Homeless people and supporters of the homeless joined in two demonstrations at Fresno’s City Hall on July 20 and 23. They demanded better alternatives to being on the streets.
On July 20, homeless activist Dez Martinez set up a tent on the lawn in front of City Hall and invited other activists to come through. She then put out a general call via Internet messaging for more people to come by and set up tents on July 23.
On that second day, only a couple of tents went up but around 25 supporters came. They spoke with each other and listened to presentations.
One of the activists at City Hall was Gordie Ochinero-Bermudez, who recently got media attention for doing a 450-mile bike ride to raise money for porta-potties for Fresno’s homeless. Ochinero was herself homeless for a time, and she has had mental health issues. She thinks mental illness is common among homeless people and should be treated. In fact, she thinks this is key.
“There’s a core to the problem, and it’s not addiction, it’s not homelessness, it’s mental health,” Ochinero said. “We have to go to that core.
“You can put them in shelters all day long, but you’re not going to be successful unless you have help there and support and resources and an AA meeting, a therapist. Somebody who can go in there and say, ‘Hey, do you take medication? Do you have a dog? Hey, let us get your dog in a shelter.’ Like doing the things that are going to help them emotionally, mentally.
“[Some] homeless people are bipolar, have ADHD, and we suffer [a lot from] mental illnesses. We’re intense. And it’s really hard to listen to us because a lot of times, it takes us a minute to get to the right story.
“I think what they’re doing is they’re trying to help us in a way that doesn’t reach us because we are so intense. And we do have extreme situations and circumstances that have happened. You can’t come to us with just your education.”

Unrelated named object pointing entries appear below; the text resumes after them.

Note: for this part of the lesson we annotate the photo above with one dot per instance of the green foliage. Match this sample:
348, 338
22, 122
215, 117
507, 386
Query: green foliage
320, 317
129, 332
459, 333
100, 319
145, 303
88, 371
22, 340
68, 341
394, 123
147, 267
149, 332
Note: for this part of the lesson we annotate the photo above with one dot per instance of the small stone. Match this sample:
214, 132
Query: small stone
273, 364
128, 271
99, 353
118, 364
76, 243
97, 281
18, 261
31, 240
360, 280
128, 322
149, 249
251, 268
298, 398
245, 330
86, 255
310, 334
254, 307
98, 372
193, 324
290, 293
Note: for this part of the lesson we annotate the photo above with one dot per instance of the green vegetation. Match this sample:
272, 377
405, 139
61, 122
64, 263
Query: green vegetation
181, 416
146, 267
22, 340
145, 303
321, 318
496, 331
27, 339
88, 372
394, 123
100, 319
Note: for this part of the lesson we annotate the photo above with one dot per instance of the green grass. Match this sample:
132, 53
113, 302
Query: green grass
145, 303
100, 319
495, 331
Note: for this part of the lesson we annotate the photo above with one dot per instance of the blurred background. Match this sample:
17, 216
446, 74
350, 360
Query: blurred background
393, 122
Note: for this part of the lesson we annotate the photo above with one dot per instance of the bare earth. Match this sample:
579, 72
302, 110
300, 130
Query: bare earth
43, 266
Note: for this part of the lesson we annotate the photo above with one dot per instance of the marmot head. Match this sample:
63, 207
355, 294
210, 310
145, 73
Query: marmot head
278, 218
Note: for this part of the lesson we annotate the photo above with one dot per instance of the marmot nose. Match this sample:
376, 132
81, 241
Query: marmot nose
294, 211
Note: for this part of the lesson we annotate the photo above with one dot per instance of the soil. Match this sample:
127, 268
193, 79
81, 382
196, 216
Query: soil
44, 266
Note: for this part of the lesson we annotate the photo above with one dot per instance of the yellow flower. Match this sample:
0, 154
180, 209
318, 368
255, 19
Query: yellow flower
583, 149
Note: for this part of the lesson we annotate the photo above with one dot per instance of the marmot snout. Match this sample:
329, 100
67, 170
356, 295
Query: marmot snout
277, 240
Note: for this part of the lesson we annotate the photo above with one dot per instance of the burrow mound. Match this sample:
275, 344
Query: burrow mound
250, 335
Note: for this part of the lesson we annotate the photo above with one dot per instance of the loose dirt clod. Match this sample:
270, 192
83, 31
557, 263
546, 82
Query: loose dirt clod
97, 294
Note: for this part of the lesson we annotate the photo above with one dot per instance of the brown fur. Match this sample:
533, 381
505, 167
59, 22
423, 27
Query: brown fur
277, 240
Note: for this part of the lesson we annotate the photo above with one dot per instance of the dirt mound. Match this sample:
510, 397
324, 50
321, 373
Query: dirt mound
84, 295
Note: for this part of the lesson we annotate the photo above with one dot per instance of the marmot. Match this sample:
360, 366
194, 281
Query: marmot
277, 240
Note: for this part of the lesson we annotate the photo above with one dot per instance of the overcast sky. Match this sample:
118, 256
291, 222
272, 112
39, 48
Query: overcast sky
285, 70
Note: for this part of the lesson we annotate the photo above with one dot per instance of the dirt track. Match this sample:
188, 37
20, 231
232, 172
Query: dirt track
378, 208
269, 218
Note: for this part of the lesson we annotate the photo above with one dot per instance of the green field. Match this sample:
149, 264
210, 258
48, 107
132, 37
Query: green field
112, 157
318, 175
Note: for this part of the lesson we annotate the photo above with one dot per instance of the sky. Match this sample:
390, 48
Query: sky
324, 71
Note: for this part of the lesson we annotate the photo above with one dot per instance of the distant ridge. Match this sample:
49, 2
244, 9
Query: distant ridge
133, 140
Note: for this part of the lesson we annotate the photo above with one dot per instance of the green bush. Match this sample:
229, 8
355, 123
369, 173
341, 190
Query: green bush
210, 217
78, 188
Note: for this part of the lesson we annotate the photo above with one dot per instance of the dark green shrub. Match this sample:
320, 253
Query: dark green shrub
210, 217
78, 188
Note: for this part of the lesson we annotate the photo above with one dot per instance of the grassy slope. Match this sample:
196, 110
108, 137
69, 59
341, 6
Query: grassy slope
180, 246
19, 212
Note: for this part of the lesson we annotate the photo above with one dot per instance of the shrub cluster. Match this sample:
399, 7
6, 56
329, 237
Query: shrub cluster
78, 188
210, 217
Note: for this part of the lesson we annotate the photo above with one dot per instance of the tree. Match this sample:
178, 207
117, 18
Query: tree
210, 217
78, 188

Ochinero believes people who have experienced homelessness can help other homeless people, reaching out to them, knowing their situation first-hand.
Madison Allen is living at a motel converted to rooms for the homeless, thanks to an intervention by Martinez. He regularly speaks at events she organizes.
In an interview, Allen shared his thoughts about the challenges of being homeless: “You know, people have a tendency to think that being homeless is fine or something. That’s not at all true. Being homeless is very dangerous.
“There’s been a hatred for the homeless for a long time, starting with the higher-ups, you know. It’s easy to take an ink pen and write [the homeless] off.
“Now you got to watch the police. They are going to come around with a garbage truck, pick up your little belongings.
“Being homeless is not just a place where you’re hated. You’re sleeping with one eye open at all times. When you’re not watching people around you, you don’t know who might hit you on your head out here.
“If that doesn’t get you, the weather might right now. Some people, older people, are getting heat stroke. The death toll is steady, rising all over California.”